Dynamic observation, including not only in a hospital but also in the conditions of a psychiatrist's (psychotherapist's) office in the primary health care network, allows us to state the rarity of independent existence of anxiety disorders: in the absence of timely and adequate therapeutic actions, they in a significant proportion of cases tend to transform into depressive states. In this case, several stages of the latter can be distinguished: specific anxious fears or reactions to obvious stimuli turn into free-floating anxiety, where its objects are already more or less random and multiple, then - into an objectless anxiety, breaking away from the object. In turn, an objectless ("unaccountable") anxiety is related to depressive melancholy due to phenomenologically and pathogenetically close manifestations of the vitalization of hypothymic affect. The most significant sign of the transformation of anxiety disorders into related depressive disorders can be the loss of reactivity as a connection with external conditions and influences of psychological and biological levels.

The emotional component (excitement, internal anxiety, tension, anxious exaltation) does not exhaust the content of anxiety, as well as other types of depressive affect.

Vegetative components in anxiety are usually even more pronounced than in melancholy depression: it is important to establish trends, a certain shift in vegetative reactions from multidirectional to stable sympathicotonic ones.

Among sensory disturbances, hyperesthesia is more characteristic of anxious depression than of other depressive disorders. However, dynamic tendencies with the fading of the brightness of the sensory tone of perception indicate that the condition belongs to affective disorders with the probability of the formation of characteristic depressive symptoms.

Movement disorders usually consist of a complex combination of signs of agitation and increasingly noticeable - as depression develops - inhibition with a decrease in movements, a reduction in their tempo, amplitude, etc.

Conative functions suffer to a lesser extent in anxiety disorders than in simple depressions. A volitional effort is usually able to control behavior and suppress anxious anxiety by switching attention. Motivation for activity remains relatively intact before the development of severe anxious depression.

Cognitive impairments depend on the severity of anxiety disorders and the degree to which they are similar to typical depressions. Anxiety, even within the framework of ordinary anxiety reactions, causes in many people disturbances in concentration, temporary mild disorganization of thinking and, accordingly, the coherence of speech. In this regard, anxious depression is characterized by more severe impairments of executive cognitive functions than in simple depression, and the signs of inhibition are expressed not so much as unevenness in the flow of associations, frequent switching of attention.

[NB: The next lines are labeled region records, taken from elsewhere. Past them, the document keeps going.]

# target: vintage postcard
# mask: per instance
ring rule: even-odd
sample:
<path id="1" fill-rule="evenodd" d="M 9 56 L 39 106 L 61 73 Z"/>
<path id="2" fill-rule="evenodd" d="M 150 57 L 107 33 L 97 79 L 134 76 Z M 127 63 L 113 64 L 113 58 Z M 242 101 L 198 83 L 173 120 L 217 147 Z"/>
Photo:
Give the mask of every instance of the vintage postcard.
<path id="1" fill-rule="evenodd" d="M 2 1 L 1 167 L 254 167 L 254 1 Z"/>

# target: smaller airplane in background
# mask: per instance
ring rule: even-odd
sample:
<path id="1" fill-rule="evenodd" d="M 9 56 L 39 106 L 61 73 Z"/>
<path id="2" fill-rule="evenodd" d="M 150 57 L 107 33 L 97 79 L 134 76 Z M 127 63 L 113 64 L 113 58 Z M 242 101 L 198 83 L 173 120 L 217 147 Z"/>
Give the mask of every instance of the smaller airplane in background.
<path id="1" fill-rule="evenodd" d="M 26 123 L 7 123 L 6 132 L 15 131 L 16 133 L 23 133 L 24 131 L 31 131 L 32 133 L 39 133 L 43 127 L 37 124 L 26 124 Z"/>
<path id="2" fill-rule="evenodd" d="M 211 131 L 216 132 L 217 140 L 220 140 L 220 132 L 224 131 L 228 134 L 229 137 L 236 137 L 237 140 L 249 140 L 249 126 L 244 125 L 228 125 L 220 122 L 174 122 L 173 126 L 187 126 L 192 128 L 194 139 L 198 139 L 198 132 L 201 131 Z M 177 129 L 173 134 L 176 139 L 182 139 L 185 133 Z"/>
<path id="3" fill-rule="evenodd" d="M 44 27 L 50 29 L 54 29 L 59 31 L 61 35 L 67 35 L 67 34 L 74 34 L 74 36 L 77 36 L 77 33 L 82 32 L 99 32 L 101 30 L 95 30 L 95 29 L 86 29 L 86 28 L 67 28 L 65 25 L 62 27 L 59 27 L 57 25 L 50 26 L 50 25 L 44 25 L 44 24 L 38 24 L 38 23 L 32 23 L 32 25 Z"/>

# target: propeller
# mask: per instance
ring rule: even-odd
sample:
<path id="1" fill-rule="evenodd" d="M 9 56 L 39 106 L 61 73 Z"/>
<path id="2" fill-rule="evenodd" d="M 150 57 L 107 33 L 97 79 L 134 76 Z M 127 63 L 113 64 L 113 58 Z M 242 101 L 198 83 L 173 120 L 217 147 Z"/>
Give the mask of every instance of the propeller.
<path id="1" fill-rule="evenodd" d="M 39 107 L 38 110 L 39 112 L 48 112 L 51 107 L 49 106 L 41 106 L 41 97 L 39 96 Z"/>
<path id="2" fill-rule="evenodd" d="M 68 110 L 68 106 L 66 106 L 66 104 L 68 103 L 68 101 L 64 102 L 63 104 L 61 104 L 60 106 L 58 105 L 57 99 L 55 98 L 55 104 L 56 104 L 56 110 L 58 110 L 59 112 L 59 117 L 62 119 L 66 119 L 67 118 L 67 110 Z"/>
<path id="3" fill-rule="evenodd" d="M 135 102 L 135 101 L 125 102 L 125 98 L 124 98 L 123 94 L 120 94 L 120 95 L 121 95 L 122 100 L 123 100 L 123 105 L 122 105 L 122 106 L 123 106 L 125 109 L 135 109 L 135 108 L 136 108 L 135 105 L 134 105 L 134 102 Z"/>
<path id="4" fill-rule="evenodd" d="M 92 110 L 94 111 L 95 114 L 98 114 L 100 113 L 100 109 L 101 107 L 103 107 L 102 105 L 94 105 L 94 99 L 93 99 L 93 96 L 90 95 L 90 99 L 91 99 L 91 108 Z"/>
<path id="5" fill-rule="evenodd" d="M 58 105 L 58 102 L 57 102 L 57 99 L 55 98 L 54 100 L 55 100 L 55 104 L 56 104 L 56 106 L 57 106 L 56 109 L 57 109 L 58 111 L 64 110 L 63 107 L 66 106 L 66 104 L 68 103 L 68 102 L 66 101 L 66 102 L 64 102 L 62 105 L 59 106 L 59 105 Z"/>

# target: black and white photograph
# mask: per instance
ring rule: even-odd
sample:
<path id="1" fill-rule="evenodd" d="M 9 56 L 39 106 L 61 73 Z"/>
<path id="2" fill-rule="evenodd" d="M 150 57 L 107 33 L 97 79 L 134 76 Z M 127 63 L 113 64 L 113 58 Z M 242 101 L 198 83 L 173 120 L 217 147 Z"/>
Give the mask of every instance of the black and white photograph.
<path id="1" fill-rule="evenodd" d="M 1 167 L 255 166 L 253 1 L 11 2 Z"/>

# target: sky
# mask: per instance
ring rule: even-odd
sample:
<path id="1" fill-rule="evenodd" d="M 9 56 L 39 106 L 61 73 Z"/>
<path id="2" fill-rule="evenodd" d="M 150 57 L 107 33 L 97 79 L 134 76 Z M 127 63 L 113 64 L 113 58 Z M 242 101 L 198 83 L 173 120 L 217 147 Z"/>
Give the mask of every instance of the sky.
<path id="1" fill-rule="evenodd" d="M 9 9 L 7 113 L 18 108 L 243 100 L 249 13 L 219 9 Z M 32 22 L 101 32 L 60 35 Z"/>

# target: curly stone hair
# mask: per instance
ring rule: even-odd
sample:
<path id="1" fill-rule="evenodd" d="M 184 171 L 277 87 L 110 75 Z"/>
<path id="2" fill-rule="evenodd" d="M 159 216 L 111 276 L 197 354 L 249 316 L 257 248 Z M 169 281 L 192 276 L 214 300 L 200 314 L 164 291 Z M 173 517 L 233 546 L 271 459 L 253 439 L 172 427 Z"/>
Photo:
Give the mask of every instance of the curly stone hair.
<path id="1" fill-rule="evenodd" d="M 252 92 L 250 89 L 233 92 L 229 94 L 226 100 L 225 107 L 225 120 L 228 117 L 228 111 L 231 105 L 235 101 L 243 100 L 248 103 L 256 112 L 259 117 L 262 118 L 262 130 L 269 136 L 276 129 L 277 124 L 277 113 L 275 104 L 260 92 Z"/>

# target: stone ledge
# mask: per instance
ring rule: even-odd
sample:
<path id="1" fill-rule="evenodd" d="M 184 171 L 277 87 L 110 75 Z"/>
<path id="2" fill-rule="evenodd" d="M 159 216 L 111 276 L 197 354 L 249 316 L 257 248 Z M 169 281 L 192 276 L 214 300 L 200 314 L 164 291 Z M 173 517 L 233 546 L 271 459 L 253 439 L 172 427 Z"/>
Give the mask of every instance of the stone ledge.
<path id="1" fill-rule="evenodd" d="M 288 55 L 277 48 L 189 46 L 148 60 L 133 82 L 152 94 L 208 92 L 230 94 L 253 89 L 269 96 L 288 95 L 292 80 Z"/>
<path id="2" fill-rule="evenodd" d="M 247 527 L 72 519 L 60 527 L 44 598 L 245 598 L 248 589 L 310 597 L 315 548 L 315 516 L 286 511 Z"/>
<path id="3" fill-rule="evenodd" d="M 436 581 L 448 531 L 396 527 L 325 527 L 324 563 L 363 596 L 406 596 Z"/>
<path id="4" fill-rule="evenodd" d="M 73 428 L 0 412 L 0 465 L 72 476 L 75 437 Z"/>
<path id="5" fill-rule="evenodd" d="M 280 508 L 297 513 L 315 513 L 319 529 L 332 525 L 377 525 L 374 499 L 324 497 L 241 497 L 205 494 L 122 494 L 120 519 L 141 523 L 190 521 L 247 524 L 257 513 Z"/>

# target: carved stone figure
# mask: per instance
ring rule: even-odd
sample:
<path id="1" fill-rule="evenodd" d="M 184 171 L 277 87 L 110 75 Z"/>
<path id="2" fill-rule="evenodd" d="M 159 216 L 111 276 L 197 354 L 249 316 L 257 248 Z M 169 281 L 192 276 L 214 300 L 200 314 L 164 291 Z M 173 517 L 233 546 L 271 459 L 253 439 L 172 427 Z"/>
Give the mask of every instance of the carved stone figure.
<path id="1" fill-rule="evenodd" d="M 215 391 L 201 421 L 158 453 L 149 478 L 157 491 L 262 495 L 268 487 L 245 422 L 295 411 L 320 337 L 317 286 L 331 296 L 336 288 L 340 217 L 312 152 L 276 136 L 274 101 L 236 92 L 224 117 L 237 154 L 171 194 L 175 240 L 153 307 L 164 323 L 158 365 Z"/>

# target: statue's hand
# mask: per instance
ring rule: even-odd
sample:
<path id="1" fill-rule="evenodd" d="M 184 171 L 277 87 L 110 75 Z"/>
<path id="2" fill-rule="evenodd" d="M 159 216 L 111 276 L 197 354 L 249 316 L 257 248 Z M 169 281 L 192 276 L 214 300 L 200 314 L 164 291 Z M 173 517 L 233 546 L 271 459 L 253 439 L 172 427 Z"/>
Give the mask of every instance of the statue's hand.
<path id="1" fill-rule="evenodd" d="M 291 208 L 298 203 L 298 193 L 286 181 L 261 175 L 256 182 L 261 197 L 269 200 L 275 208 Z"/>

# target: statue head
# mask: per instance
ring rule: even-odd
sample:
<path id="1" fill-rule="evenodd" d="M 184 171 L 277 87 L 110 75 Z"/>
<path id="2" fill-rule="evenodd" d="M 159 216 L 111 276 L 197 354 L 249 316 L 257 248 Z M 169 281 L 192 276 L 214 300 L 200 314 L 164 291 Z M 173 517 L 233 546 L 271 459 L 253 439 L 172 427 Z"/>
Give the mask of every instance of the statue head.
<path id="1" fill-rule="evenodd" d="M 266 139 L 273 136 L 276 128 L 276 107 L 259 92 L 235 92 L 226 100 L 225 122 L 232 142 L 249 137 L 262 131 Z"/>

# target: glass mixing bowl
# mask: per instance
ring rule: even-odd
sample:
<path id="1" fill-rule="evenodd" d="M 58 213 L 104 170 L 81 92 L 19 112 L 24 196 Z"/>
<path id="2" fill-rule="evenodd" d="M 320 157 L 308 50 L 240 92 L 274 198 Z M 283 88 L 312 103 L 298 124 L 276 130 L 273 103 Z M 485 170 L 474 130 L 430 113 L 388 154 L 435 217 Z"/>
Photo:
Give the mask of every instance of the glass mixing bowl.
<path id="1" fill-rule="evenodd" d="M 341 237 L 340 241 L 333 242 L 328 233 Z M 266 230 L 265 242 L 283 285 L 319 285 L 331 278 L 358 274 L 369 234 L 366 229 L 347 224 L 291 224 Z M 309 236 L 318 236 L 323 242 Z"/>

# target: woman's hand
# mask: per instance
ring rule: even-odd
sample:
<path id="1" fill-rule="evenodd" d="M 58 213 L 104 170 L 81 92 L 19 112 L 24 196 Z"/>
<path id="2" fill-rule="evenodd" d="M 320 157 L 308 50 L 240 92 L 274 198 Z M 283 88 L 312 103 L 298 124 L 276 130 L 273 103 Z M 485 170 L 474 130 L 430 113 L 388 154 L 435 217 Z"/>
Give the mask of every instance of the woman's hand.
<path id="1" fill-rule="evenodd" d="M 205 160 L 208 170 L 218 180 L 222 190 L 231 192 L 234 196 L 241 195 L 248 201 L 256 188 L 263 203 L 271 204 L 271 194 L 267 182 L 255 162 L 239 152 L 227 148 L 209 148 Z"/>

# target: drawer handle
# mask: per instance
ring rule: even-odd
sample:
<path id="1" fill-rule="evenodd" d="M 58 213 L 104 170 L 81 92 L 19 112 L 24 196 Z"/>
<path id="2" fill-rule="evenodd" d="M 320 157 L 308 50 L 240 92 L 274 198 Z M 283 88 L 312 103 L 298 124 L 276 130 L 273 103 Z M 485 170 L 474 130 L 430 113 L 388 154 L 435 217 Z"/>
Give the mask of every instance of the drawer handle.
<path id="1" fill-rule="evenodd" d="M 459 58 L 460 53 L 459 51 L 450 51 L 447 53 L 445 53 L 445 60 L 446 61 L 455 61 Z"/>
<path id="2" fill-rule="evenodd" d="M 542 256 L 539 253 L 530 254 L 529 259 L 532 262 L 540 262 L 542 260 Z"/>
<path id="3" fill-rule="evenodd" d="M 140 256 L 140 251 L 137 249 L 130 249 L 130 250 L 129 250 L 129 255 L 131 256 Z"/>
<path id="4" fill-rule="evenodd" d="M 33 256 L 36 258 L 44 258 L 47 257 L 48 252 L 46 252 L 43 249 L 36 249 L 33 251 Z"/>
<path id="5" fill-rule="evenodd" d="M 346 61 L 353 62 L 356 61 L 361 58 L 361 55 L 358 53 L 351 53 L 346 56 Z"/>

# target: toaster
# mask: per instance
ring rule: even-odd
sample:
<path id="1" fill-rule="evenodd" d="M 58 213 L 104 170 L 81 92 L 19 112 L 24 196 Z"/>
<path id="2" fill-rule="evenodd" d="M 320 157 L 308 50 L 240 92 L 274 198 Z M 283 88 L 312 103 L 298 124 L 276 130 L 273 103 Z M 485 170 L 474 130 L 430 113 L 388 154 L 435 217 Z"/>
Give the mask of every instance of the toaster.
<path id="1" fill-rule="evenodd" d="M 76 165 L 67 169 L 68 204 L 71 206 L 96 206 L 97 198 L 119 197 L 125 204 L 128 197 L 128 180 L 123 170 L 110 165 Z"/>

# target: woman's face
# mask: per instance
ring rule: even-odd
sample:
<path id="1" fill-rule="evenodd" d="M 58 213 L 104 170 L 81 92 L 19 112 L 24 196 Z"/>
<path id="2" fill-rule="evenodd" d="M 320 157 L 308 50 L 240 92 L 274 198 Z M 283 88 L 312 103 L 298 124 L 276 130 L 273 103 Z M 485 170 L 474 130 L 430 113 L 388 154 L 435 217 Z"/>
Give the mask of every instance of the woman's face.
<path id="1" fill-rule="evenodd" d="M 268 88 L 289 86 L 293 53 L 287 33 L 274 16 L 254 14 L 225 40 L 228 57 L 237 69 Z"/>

Ideation disorders are fundamentally the same as in depression in general, but in anxious depressions, a tendency to form hypochondriacal ideas is assumed and is more acceptable (as an anxious transformation of ideas of worthlessness and self-accusation into assumptions about the condemning assessment of the actions, appearance and behavior of this patient by others). Systemic cognitive functions in such a condition as anxious depression can suffer to a greater extent than in simple depressions: criticism is even less accessible and stable, requires constant external "supportive correction" with apparent responsiveness and availability to contact. Of course, we are not talking about a comparison with melancholic depression, where affective tension, detachment from the environment, narrowing of the content of consciousness by depressive experiences (including anxious expectation) does not allow us to talk about the preservation of criticism. Melancholic depression, according to the modality of the dominant affect, can be either melancholy or anxious (with vital “unaccountable” anxiety) or melancholy-anxious.